In September, a judge sentenced Williams, 56, and Fainaru-Wada, 41, to up to 18 months in prison for refusing to tell the U.S. Justice Department who leaked grand jury transcripts implicating baseball stars -- including Barry Bonds and Jason Giambi -- in the Bay Area Laboratory Co-Operative, or BALCO, steroid ring. They are free pending an appeal hearing, set for Feb. 12.

Impasses between journalists and prosecutors seeking to unmask their sources are increasingly common, familiar to anyone who followed the jailing of former New York Times reporter Judith Miller for refusing to reveal who disclosed the identity of undercover CIA operative Valerie Plame.

But the BALCO case -- although not fraught with the political overtones of the Miller case -- has broader implications for the media.

Not only journalists, but two former Justice Department officials, have suggested that prosecutors are overreaching. One of those officials said the subpoenas, if upheld in court, would greatly broaden the government's ability to stifle investigative reporting.

"This is very disturbing," said Mark Corallo, who was director of public affairs for the Justice Department under former Atty. Gen. John Ashcroft and involved in reviewing requests for media subpoenas.

"There is no national security issue here. There is no public safety issue.
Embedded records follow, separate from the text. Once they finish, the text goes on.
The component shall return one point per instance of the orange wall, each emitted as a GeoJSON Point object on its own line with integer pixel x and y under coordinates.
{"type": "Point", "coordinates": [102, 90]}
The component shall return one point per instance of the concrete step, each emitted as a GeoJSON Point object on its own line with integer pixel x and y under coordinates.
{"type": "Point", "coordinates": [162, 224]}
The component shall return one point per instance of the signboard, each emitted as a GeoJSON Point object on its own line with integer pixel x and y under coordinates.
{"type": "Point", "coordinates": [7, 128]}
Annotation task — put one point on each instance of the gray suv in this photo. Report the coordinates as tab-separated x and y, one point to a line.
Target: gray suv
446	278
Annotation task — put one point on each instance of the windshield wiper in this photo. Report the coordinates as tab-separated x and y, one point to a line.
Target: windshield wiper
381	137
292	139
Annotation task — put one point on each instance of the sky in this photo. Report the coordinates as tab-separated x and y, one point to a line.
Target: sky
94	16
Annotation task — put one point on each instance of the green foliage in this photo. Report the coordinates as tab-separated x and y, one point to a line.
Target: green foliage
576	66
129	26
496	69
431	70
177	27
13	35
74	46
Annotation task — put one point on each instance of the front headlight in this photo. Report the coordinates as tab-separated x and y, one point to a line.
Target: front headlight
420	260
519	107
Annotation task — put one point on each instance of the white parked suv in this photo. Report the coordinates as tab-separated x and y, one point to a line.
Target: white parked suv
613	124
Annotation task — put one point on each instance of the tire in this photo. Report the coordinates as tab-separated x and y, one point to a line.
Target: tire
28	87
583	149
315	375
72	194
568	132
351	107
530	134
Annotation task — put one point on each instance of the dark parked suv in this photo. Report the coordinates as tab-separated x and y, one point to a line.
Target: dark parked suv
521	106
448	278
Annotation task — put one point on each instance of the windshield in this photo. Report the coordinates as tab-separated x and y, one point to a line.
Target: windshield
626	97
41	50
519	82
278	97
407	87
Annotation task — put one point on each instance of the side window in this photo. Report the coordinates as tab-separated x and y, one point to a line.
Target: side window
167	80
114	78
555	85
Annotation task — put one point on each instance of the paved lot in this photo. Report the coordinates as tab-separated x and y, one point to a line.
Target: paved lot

If they can make this the standard, then confidential-source reporting as you know it is done, over."

The BALCO prosecutors, Brian Hershman and Michael Raphael, argue that letting people get away with violating a federal judge's order -- in this case, an order not to release grand jury material -- could undermine justice.

The leak, on balance, "served only to titillate and hold up to public ridicule those athletes who admitted using steroids before the grand jury; witnesses who testified under the belief that their grand jury testimony would be 'secret,' " the prosecutors argued in court filings.